8. A method for securely destroying a passcard by a passcard issuer of an electronic Transaction System (TS) having a passcard reference register (TRR), wherein in a passcard issuer unit (TH) comprising a secure passcard destruction unit (TH-TV), the following steps are performed:

-generating (314) a removal instruction in a forensic destruction unit (TH-TV), the removal instruction instructing a forensic reference register (TRR) to remove the registered forensic reference from the forensic reference register (TRR);

-sending (321) a remove instruction to a witness reference register (TRR);

it is characterized in that the method comprises the steps of,

-The certification destruction unit (TH-TV) generating (312) an internal, temporary certification (T _temp2) and generating a removal instruction for the internal, temporary certification reference (TR _temp2) before generating (314) the removal instruction, and

-Generating (318) a replacement instruction indicating that the forensic reference (TR _temp2) of the internal, temporary forensic (T _temp2) is registered by the forensic reference register (TRR) instead of the forensic reference (TR _old) of the forensic (T _old) that needs to be retracted.

9. The method of claim 8, wherein the pass issuer unit (TH) includes a secure pass memory unit (TH-TE), wherein the secure pass memory unit (TH-TE) disables the pass (T _old) that needs to be retracted.

10. The method according to claim 8 or 9, wherein the secret authentication element (r _temp2) of the internal, temporary authentication (T _temp2) is present only in the authentication destruction unit (TH-TV).

11. Method according to one of claims 8 to 10, wherein in the common transmitting step the removal instruction and the replacement instruction are transmitted (321, 331) together to a witness reference register (TRR).

12. The method according to claim 11, wherein as a result of said transmitting (321, 331) a removal acknowledgement (EB) and/or a replacement acknowledgement (RB) is received (325, 335) in the credit issuer unit (TH).

13. The method according to one of the preceding claims, wherein the certification issuer unit (TH) comprises a secure certification management unit (TH-TM), wherein the certification destruction request is received (300) in the certification management unit.

14. A passcard issuer unit (TH) comprising:

-interface with a certification reference register (TRR), and

-A secure certification generation unit (TH-TG) for securely generating issuable certification by means of a method according to one of the preceding claims 1 to 7, and/or

-A secure certification destruction unit (TH-TV) for securely destroying certification by means of a method according to one of the preceding claims 8 to 13.

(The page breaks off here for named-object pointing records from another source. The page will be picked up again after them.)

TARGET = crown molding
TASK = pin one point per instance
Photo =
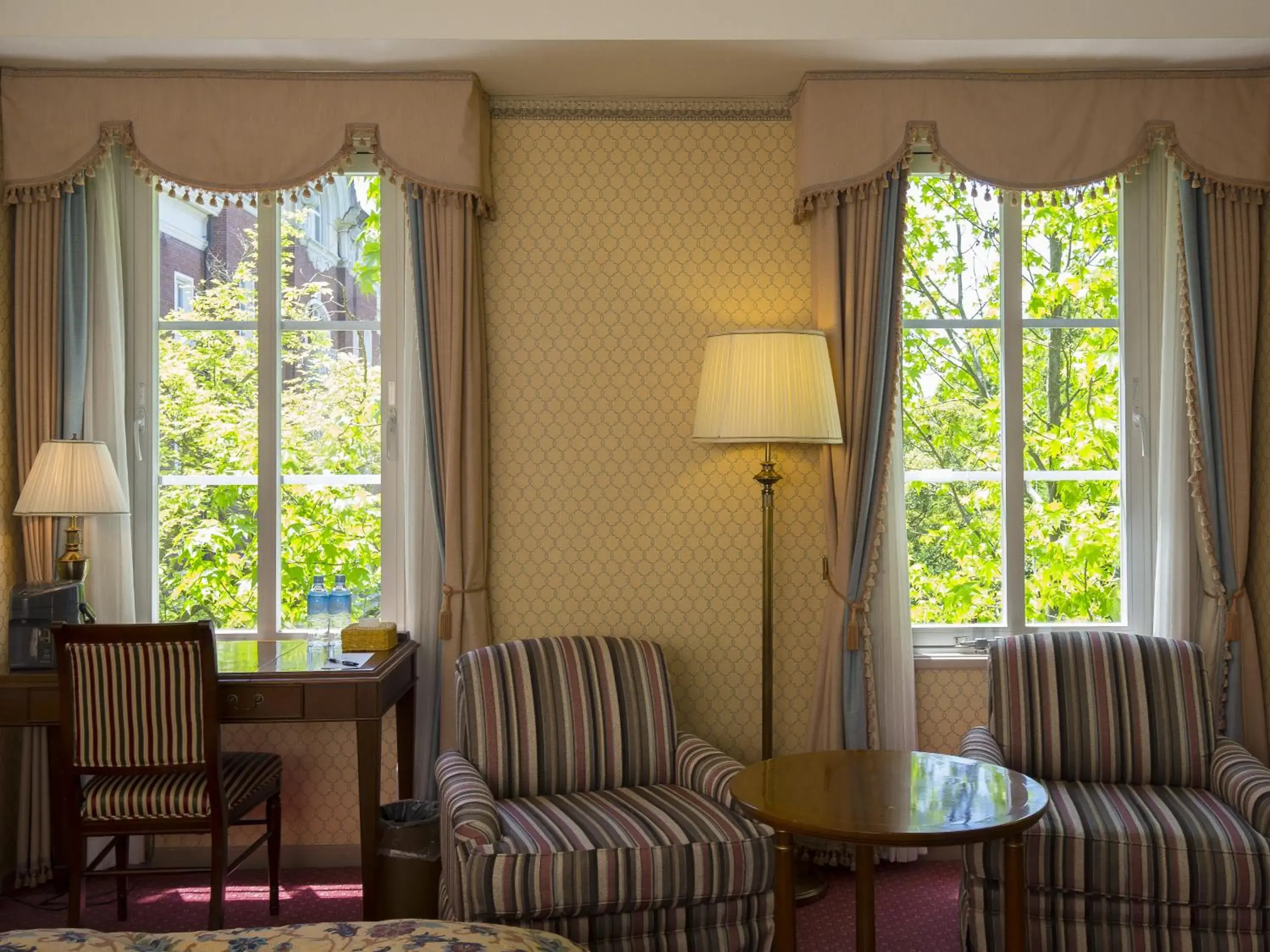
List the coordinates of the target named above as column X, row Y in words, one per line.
column 642, row 110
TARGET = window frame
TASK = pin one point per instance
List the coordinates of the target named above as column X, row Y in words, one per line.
column 1140, row 248
column 140, row 233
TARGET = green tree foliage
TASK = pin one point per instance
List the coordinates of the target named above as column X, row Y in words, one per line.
column 209, row 427
column 952, row 407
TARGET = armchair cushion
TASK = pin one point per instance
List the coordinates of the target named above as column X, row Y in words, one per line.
column 705, row 770
column 467, row 804
column 564, row 715
column 616, row 851
column 1244, row 782
column 1102, row 707
column 1157, row 845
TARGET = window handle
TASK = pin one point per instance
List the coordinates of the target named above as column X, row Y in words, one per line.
column 1140, row 422
column 139, row 423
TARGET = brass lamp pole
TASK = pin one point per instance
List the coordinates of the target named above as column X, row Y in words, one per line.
column 769, row 386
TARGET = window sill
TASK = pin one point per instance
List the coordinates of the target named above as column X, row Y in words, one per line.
column 935, row 659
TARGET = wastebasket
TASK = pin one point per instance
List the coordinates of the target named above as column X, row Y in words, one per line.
column 409, row 860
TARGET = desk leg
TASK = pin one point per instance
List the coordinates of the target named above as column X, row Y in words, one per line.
column 369, row 737
column 787, row 931
column 1016, row 895
column 867, row 933
column 406, row 746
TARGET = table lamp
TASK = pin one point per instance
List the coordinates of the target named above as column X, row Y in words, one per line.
column 73, row 478
column 768, row 386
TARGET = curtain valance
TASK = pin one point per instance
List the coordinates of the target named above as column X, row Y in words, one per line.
column 229, row 136
column 1032, row 132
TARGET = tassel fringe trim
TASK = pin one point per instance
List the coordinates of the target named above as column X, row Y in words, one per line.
column 1061, row 193
column 357, row 140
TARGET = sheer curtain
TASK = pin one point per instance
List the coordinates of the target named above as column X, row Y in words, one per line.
column 1175, row 612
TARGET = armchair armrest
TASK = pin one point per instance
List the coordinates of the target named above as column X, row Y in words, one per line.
column 1242, row 782
column 705, row 770
column 978, row 744
column 467, row 803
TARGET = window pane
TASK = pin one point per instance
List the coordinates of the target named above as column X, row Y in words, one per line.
column 1071, row 266
column 1071, row 399
column 329, row 530
column 331, row 402
column 207, row 555
column 954, row 553
column 213, row 250
column 1072, row 551
column 331, row 253
column 207, row 402
column 952, row 399
column 952, row 253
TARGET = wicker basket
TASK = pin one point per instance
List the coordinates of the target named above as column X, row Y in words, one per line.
column 369, row 635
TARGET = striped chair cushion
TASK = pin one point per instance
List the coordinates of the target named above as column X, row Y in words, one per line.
column 1160, row 845
column 1084, row 922
column 138, row 705
column 1102, row 707
column 615, row 851
column 169, row 796
column 563, row 715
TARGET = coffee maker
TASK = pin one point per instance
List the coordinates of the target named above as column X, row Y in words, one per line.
column 32, row 611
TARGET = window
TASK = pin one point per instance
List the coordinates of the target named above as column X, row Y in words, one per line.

15. The pass issuer unit (TH) of claim 14, further comprising:

-a certification issuer participant unit (TH-TE) arranged for storing certification and/or certification references, and

-An interface with a bank participant unit (B-TE) or with a central banking unit arranged for receiving (200) a certification generation request and/or for receiving (300) a certification destruction request.

16. A pass issuer unit (TH) according to claim 14 or 15, comprising

-A passcard management unit (TH-TM) having an interface with the bank participant unit (B-TE) or with the central bank unit or passcard issuer participant unit (TH-TE) arranged for:

-outputting (250) a pass (T _new) that can be issued, and/or

-Completion of secure destruction of the memory pass (T _old) and/or

-Storing the completion of the secure generation of the issuable pass (T _new).

17. The passing issuer unit (TH) according to one of claims 14 to 16, further comprising an air gap interface between the passing management unit (TH-TM) and the secure passing creation unit (TH-TG) and/or the secure passing destruction unit (TH-TV).